GPL'ing code may not fit everybody's needs but it can make
a lot of sense for corporations whose core business is
not Wine. Imagine some big hardware vendor (Intel), software
vendor (IBM), bank, fortune 500 company, considering the use
of Wine for some internal or external product. They don't want
to get into the Wine business at all.

It's much easier for them to hire external consultants,
Codeweavers, whoever, to implement some stuff for them
and give back to the public if they don't run the risk of
  a) the competition taking the code
  b) the competition improving it
  c) the competition getting better products
  d) the competition not giving anything back
Even if the causal connection between the little money
you spent and the success of your competition is very weak,
you don't want to read that kind of implication in a newspaper.
Rather spend 10 times the money and do it closed-up in-house.

Whereas using the GPL, by this time a very well known
quantity in most of the above mentioned companies, you
can rule out this kind of embarrassment and explain fair
and square to your shareholders that a Windows compatibility
layer is not a means of competition to you, and that you are
just playing by the general rules of the community, and those
ensure that your competition will not take advantage of you.

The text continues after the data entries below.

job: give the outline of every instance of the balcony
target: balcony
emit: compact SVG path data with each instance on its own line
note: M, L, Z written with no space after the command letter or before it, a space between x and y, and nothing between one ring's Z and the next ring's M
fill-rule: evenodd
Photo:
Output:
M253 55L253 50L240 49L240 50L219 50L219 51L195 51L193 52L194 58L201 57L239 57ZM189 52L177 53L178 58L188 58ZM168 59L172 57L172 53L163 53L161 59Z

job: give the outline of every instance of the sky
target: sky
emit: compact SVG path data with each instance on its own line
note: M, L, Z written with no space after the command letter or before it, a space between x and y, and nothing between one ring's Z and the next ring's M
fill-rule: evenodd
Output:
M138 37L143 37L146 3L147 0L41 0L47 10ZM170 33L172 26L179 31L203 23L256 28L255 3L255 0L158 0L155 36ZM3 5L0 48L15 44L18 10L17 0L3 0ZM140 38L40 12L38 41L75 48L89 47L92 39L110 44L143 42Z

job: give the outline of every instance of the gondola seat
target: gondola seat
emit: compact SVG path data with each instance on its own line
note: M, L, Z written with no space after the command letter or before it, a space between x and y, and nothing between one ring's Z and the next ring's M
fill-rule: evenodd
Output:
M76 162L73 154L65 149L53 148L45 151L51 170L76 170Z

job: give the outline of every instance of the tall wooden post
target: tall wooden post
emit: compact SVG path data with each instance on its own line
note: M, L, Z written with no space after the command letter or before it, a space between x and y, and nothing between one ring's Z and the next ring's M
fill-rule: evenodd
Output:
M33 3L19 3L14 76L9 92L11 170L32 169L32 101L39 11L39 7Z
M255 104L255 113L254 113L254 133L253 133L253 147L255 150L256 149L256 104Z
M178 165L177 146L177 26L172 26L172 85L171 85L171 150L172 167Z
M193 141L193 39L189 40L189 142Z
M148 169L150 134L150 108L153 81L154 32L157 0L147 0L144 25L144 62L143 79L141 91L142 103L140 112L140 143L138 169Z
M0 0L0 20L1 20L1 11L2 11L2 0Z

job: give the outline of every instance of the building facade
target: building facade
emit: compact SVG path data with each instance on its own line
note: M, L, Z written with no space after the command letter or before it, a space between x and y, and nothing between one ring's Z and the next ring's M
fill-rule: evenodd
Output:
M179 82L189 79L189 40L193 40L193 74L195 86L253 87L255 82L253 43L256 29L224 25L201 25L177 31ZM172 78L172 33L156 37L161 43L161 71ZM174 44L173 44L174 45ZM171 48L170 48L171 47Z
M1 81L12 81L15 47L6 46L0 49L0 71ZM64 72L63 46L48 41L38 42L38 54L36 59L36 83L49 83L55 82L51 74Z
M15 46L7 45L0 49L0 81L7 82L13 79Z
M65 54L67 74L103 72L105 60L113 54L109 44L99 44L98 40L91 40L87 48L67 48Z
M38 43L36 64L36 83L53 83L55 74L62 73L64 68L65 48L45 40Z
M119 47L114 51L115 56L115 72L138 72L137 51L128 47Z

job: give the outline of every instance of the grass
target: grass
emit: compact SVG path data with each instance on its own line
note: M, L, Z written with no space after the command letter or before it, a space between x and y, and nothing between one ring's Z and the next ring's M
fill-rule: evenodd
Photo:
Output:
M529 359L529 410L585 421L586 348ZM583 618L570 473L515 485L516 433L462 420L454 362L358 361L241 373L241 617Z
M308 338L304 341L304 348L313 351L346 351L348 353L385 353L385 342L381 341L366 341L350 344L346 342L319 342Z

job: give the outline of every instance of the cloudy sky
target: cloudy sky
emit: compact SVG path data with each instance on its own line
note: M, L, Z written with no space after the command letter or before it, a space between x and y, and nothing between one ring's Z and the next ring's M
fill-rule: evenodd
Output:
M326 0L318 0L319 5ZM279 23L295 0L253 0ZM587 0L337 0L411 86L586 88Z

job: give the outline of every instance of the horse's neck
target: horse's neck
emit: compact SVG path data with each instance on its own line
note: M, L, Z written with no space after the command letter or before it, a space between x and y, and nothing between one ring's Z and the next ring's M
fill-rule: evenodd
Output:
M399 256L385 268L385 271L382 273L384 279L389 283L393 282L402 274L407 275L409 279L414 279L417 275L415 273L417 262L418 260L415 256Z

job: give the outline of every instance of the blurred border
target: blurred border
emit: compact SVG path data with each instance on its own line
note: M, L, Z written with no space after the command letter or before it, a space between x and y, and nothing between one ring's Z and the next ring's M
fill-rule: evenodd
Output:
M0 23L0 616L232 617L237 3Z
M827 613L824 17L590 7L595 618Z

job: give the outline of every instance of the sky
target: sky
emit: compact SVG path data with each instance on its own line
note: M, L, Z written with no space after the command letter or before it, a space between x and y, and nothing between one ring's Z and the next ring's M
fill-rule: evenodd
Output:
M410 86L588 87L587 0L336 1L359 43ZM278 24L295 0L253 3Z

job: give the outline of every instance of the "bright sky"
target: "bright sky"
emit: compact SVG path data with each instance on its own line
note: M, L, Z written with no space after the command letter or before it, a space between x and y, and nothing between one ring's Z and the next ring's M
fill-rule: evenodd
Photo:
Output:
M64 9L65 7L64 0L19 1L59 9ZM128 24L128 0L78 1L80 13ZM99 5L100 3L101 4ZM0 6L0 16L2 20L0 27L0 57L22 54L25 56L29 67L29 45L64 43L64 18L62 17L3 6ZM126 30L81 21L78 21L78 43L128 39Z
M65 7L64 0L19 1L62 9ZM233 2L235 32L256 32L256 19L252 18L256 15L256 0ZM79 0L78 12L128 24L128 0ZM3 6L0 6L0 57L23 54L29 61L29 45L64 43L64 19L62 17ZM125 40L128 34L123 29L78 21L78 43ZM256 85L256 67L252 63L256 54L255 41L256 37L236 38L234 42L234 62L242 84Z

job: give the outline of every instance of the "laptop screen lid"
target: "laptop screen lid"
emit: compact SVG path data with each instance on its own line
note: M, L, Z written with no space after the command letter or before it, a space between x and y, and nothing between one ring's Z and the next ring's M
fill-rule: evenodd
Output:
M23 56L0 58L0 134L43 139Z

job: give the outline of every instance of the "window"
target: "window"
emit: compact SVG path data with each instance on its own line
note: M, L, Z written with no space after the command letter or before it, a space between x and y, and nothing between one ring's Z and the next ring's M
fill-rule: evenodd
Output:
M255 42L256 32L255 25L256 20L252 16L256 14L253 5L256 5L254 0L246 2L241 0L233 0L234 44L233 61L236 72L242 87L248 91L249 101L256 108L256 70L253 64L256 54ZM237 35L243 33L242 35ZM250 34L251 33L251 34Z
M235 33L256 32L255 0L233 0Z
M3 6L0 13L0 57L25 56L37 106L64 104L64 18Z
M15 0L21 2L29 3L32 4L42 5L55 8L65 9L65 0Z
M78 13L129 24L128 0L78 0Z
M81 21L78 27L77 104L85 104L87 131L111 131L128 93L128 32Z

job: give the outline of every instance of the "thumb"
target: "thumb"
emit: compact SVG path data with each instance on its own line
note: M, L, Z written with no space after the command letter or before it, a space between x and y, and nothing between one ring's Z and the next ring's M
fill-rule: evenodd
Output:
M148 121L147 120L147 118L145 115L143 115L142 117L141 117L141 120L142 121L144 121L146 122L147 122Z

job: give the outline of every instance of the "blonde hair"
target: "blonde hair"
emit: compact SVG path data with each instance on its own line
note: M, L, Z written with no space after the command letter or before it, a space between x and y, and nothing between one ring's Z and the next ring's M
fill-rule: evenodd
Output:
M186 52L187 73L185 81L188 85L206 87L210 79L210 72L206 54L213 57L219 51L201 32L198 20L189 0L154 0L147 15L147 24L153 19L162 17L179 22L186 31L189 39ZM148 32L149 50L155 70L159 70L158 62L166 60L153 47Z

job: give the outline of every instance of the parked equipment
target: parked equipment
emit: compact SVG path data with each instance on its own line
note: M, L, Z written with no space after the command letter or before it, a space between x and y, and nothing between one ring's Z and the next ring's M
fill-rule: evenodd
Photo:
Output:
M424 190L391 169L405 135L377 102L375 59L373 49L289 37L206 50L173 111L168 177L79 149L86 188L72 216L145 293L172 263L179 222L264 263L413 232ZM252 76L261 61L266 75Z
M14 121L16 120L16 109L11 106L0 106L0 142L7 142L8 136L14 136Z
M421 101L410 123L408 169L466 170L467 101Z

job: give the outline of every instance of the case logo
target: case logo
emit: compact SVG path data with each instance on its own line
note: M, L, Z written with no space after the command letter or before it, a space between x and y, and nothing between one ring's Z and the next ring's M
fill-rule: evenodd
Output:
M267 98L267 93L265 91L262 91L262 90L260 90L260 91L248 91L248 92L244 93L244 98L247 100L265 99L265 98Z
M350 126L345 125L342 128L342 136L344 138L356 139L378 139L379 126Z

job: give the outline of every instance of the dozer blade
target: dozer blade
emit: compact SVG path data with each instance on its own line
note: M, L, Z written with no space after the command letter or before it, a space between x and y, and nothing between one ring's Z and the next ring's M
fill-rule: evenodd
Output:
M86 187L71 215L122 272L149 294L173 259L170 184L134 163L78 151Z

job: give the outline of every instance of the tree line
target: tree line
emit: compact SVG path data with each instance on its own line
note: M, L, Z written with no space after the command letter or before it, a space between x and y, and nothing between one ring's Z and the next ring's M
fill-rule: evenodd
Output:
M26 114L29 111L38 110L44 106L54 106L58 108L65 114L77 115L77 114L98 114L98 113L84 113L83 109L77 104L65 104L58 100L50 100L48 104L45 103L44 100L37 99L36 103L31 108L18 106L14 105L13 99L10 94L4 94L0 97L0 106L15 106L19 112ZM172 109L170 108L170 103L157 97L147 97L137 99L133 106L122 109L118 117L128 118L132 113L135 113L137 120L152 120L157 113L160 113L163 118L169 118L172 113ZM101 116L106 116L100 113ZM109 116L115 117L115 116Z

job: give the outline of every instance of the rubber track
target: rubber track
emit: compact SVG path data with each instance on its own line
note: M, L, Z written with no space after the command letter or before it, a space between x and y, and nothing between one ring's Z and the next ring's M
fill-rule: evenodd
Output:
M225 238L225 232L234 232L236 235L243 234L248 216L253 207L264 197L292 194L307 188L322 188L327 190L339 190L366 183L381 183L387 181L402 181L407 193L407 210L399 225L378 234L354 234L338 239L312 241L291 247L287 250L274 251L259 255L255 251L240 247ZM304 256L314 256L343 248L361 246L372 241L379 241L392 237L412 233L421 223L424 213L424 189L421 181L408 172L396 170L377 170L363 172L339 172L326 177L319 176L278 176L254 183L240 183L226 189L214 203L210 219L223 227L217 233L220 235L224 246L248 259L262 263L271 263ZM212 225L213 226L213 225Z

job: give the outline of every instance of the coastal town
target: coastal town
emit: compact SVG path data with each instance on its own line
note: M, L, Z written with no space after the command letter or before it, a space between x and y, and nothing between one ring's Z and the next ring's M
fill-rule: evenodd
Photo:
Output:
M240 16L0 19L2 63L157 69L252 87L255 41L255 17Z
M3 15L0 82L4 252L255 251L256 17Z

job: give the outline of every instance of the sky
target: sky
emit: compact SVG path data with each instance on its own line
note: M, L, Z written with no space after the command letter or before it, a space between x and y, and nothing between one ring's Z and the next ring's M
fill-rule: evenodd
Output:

For an enabling technology like Wine that will perhaps never
become the one big bread and butter product of a fortune 500
company (sorry Lindows guys), this carries a lot of potential
for consultants, both individual and incorporated, whose goal
is to offer a Windows compatibility layer and to improve Wine.
  (1)  `We need something like Wine'
  (2)  `We need some enhancements'
  (3)  `We have to give back the source code anyway'
  (4)  `So we can as well outsource that and consult with experts'

In contrast an X11 style license would modify this:
  (1)  `We need something like Wine'
  (2)  `We need some enhancements'
  (3)  `We do not want our competition to know'
  (4a) `Let's do it in-house', or
  (4b) `Let's make a contract with our external consultants
        that disallows them to reuse the code'

Issue 2: On developers discussing licenses

You shouldn't. You can't convince others, and you shouldn't
try to. You have the power. Just pick one that fits your
goals for yourself and for the project, and move on.